La vecchia GT2000 rossa alla James Bond è la prima cosa che noti, entrando nella sala esposizioni del quartier generale del gruppo. Subito dietro, c’è la foto di un uomo sorridente in giacca e cravatta: Dan Friedkin. Alle spalle, una parete bianca, ma idealmente potrebbe esserci una frontiera nuova: decine di potenziali investitori americani pronti a sbarcare in Italia. Se Jim Pallotta, Joe Tacopina, Joey Saputo, Paul Singer e Rocco Commisso stanno cambiando il dna del nostro calcio, Friedkin potrebbe compiere l’ultimo passo.
Il motivo non è sentimentale, ma finanziario: il californiano cresciuto in Texas è sconosciuto a Houston, ma molto seguito nel mondo degli affari. Le acrobazie di pilota d’aereo alla Bond interessano poco, lui in questo momento ha una «reputation» altissima nel campo di grano dove crescono i dollari. Ammirano la sua fortuna. E l’intuito.
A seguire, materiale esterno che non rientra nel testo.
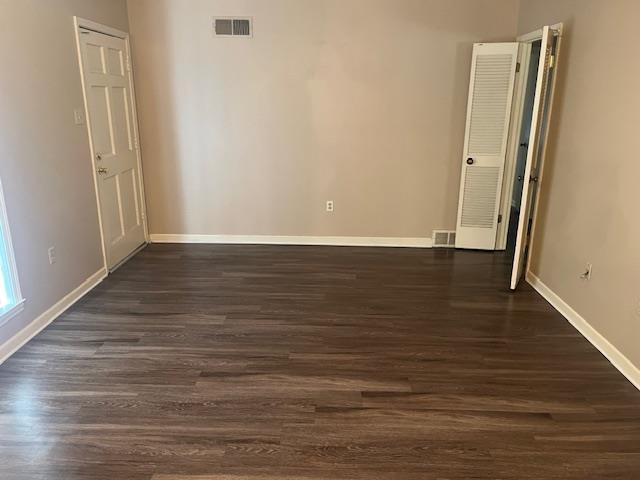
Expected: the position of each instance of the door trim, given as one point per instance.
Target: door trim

E’ riuscito a moltiplicare il fatturato in tutti i settori in cui si è lanciato, dall’importazione di Toyota ereditata dal padre, Tom, ai resort, i villaggi vacanze, fino al cinema, dove fa tutto, produttore, distributore, regista, pilota, stuntman. Un Dom Perignon del ‘53, grazie.
Il gruppo spazia in molti campi e copre tre continenti. Dettaglio che tornerà utile nella seconda parte di questa storia. Houston è una città sdraiata come Roma, ma Friedkin ha fretta di vivere. Accelera, sorpassa, guida. Chi gli riconosce proprietà talismaniche dice: se ha deciso di investire nel calcio, vuol dire che ha visto in Italia quella pepita che il calcio americano non sa trovare. Allora, meglio la Samp del Cincinnati, il Genoa del D.C. United, la Salernitana dello Sporting Kansas City.
L’arrivo al Venezia dell’ex direttore di Wall Street, Duncan Niederauer, è solo l’ultimo tassello del mosaico. «Tolta la Juventus – spiega un broker di Manhattan che lavora per uno studio specializzato in acquisizioni societarie – tutti i club di Serie A sono in vendita se il prezzo è giusto».
Il manager In un mondo in cui molte sardine si atteggiano a balene, Friedkin continua a vivere in modo discreto. La sua villa a River Oaks è l’unica con i cancelli aperti, mentre la sede del Gruppo, lungo la Enclave Parkway, non ha accessi blindati. Alla reception accolgono gli ospiti con gentilezza e una certa disinvoltura, probabilmente un marchio hollywoodiano imposto dal capo.
«Però il gruppo Friedkin non può fare nessun commento. Aspettiamo», taglia corto un dirigente, Mark J., camicia a quadri e badge sul petto. La due diligence è «in progress». In tutti gli affari a questi livelli, si procede su un binari prestabiliti: una volta fissate le cifre, queste vanno al board of directors del gruppo acquirente, che prende la decisione finale. In questo caso, Friedkin. Solo a quel punto, se tutto dovesse andare bene, lui e Pallotta si incontreranno e si stringeranno la mano. Poi le parti concorderanno il comunicato con le cifre da consegnare ai mercati.
Le novità potrebbero arrivare a breve, ma nessuno è in grado di dire esattamente quando. Di certo emerge il peso che il texano potrebbe avere nel nostro campionato: lui vorrebbe trasportare la Serie A in un sistema globale, al pari della Premier, in cui unire calcio e marketing, intrattenimento e show, dal calcio al cinema ai viaggi fino al turismo organizzato. La chiamano «cross fertilization»: mettere idee e conoscenze diverse per avviare una innovazione.
E Friedkin appare l’uomo giusto. Le proprietà americane hanno già potuto saggiarne la determinazione: l’anno scorso, pochi mesi prima dell’avvio della trattativa con Pallotta, i manager del texano hanno incontrato i dirigenti di alcuni club, analizzato dati su stadi, diritti tv, andamento del brand. Obiettivo: «enlarge the cake», ampliare la torta.
Il proprietario della Fiorentina, Rocco Commisso, non vede l’ora di avere un partner visionario e forte, in quella che è diventata la vera missione di tutte le proprietà straniere: azzerare il sistema, fatto di correnti e presidenti che si muovono come canne al vento. Vogliono creare un commissioner sul modello Nba o Nfl di football in cui la Serie A sia formata da avversari sul campo, ma soci fuori.